I was drawn to this book because I will be able to relate to the character Scott soon. In this book Scott and his wife are temporary guardians for a young boy because the older brother is off at college fulfilling his dreams of being a basketball player and the mother is in jail. My wife and I are currently being licensed as foster parents in Florida and we have already accepted two young brothers as our first placement. Although we don’t have the kids in our home as of writing this review, we have been through a complex and complicated process to become licensed foster parents and part of that process has been accepting children into our home and loving them like our own, and then returning them to their parents when a judge deems it appropriate.

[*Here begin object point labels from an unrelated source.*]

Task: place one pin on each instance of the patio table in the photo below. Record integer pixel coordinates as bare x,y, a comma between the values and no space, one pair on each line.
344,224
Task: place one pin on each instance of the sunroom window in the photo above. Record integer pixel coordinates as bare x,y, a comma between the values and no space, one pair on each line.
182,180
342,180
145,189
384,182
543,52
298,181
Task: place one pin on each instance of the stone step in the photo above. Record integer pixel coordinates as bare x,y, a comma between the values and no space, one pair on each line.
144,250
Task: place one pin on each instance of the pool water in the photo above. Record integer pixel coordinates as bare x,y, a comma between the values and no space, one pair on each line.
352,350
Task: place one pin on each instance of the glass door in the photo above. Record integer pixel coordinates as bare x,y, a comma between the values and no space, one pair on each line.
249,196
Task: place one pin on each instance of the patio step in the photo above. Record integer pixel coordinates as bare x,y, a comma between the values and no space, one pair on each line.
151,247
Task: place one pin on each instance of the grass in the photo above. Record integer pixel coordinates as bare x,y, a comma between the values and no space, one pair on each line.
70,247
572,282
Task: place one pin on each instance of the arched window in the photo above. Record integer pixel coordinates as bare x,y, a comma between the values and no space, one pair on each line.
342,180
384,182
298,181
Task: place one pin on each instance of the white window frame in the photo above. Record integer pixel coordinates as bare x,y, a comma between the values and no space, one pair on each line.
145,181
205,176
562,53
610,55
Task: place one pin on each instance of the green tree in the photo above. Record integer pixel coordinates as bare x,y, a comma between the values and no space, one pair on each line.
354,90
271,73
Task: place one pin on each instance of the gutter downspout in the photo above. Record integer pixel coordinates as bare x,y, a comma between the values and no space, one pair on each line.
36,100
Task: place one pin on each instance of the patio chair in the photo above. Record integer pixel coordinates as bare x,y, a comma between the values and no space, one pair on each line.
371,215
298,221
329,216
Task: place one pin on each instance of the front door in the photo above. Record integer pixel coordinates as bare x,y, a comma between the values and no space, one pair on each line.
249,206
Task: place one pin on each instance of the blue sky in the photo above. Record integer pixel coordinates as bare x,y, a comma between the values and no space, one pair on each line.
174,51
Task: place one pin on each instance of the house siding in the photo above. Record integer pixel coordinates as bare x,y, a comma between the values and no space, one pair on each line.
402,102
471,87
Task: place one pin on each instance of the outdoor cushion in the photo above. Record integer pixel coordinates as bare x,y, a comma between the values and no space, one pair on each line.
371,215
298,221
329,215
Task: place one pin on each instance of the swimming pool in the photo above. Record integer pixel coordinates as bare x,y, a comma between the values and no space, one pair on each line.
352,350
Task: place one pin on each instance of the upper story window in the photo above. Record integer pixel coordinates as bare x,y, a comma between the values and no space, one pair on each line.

I cannot necessarily relate to Mara’s character, as she is a victim of Huntington’s disease, but her story is pretty amazing. Both Scott and Mara have 5 days left; five days before Scott’s ward Curtis goes back to his mother and five days before Mara plans on ending her life before Huntington’s disease destroys her completely. The story is well written, it tugs at your heart strings, and brings life into perspective and reminds us all to be grateful for what we have because someone out there always has it worse then you.

The only negative critique I can give this book is exactly why these two major characters are in the same book. They are not related and they don’t live in the same city. They just happen to be in an online parenting forum for foster and adoptive parents (Mara and her husband Tom adopted a daughter and Scott and his wife were guardians of a young boy). That’s their only link. And in the book they only communicate a few times.  But my question is why? Why are their stories related? Is it just because the author wanted two stories where these characters both had five days left? I was disappointed at the end, waiting for the moment Scott and Mara have a climactic conversation or experience, but it just doesn’t happen. Maybe Timmer chose to have these two characters in the same book to show that even though they don’t know each other, they can still understand each other because they have one common thread-having children they did not create themselves.  

Both stories are interesting and touch on the human condition and showcase that there are families like this all over the world. Families that aren’t related by blood, but related by love. The fact that Scott’s and Mara’s stories don’t merge with each other doesn’t really impact the story that much to the point it’s not worth reading. Because it is. It reminds us all that not every story has a happy ending. Not everything works out the way it should, or the way we hope. All we can do is deal with the cards we are dealt.

I recently received a copy of Five Days Left by Julie Lawson Timmer for review. There was no monetary compensation.

...Guest Reviewer: Kara Kelly


About the Author
Julie Lawson Timmer grew up in Stratford, Ontario, and now lives in Ann Arbor, Michigan with her husband Dan, their four teenaged children and two badly-behaved labs. By day, she works as in-house legal counsel. By night, she is a writer, mom and stepmom, dreadful cook and fledgling CrossFitter. FIVE DAYS LEFT is her first novel.